SW: Were you hesitant about participating in this project at all or were you "all in" from the beginning?
LM: I was definitely, without a doubt, hesitant that it might affect me and that everything I do is a representation of my family and faith. I decided to go ahead and show the solid commitment and the love for this religion as well as all that is involved in my decision. Interestingly, when we were walking in a Jewish, highly religious neighborhood, Christina was heightened to this very sensitivity of mine. She turned to me to ask and make sure that this footage was not going to harm the Jewish community in any way. I thought that was so interesting and Christina has been very supportive. Danielle, who has been more skeptical at times and has challenged me, is also showing support. I came out with my sisters to a club and she said "would you go up to a guy who is wearing a kippah in this club?" Of course I thought it was hilarious because there are no guys wearing kippahs in the club!
SW: You are a professional chef. Can you tell me a little about your work? And I assume everything is Kosher certified?
LM: I do private work and depending on who I am working with, there will be certain shylas (questions that one has to bring to a rabbi). I cooked for Christina when she was on Dancing with the Stars and that's the way it was. No traif. People are amazingly pretty understanding of the situation. For instance, Tamar Braxton hired me and I told her about kosher and she said "that's fine." She considered it to be healthy as many consider it to be, as sort of a diet plan for themselves. I tell them that it's better for you and explain that it's detailed in the Noahide laws ("not to eat the flesh with the life").

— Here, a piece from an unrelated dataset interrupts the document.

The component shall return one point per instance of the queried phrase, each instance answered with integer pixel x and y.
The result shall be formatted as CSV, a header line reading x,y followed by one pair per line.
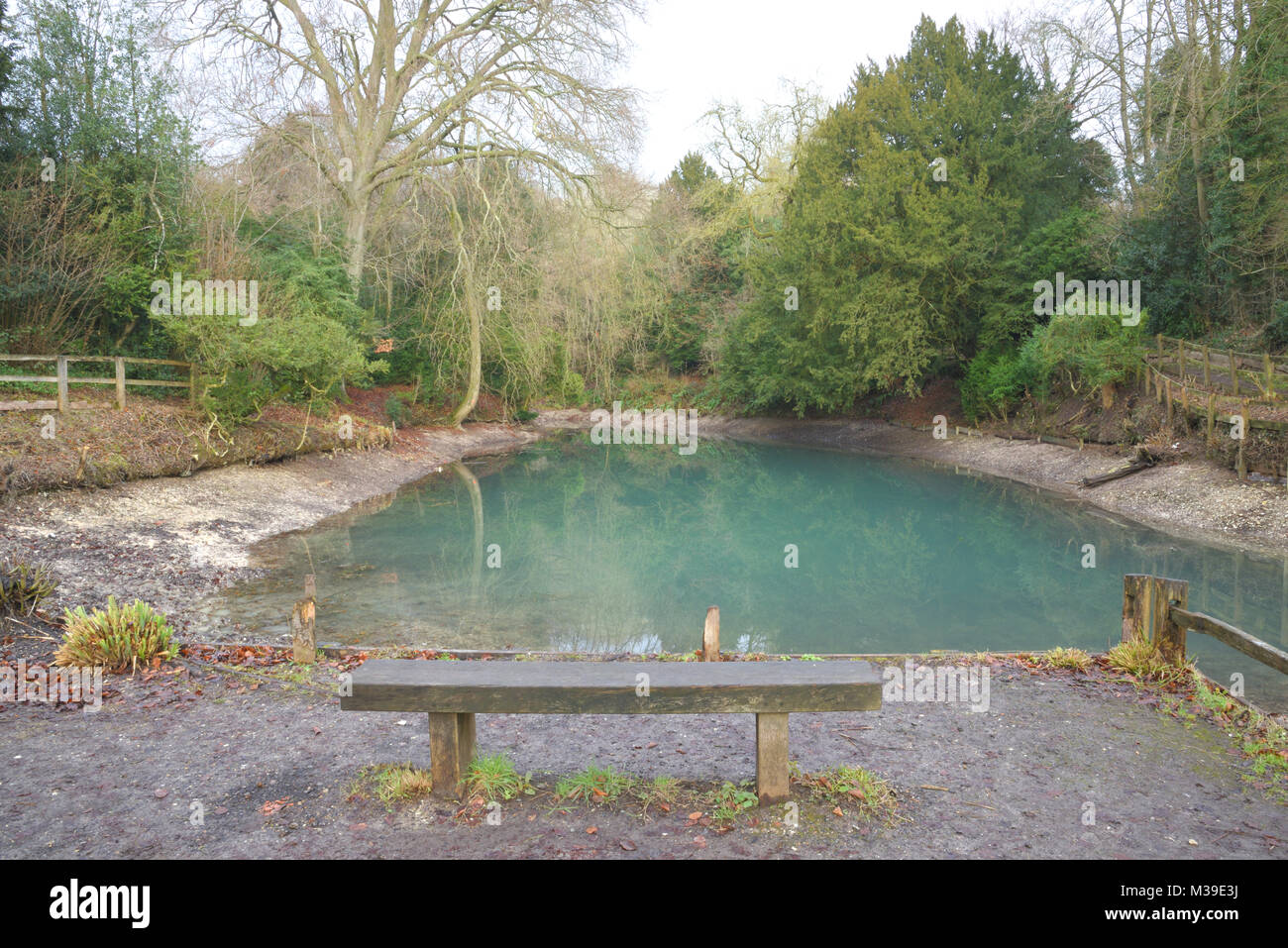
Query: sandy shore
x,y
170,540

SW: And some say that it's better for digestion to separate milk and meat... who knows? The show has been likened to the Kardashians because it is all about your famous sister's relationship with her family. What would you like the takeaway to be from the show, about your family and about you personally?
LM: The show portrays us as strong, independent women and I want other women to learn from this that it is possible for anybody. Families need to stay strong. You will go through all different types of situations with your family and family members will take different paths that you never anticipated. Nevertheless, families need to stay strong and remember, God is your constant. You'll always come together and come back to each other if you trust in God. Another takeaway: Family is crazy! If I am able personally to benefit the Jewish community in some way (due to this show), bring a check to my shul or to a Jewish organization (for those greatly in need, etc), I will be tremendously grateful! It would be amazing if I could help the Jewish community in some way.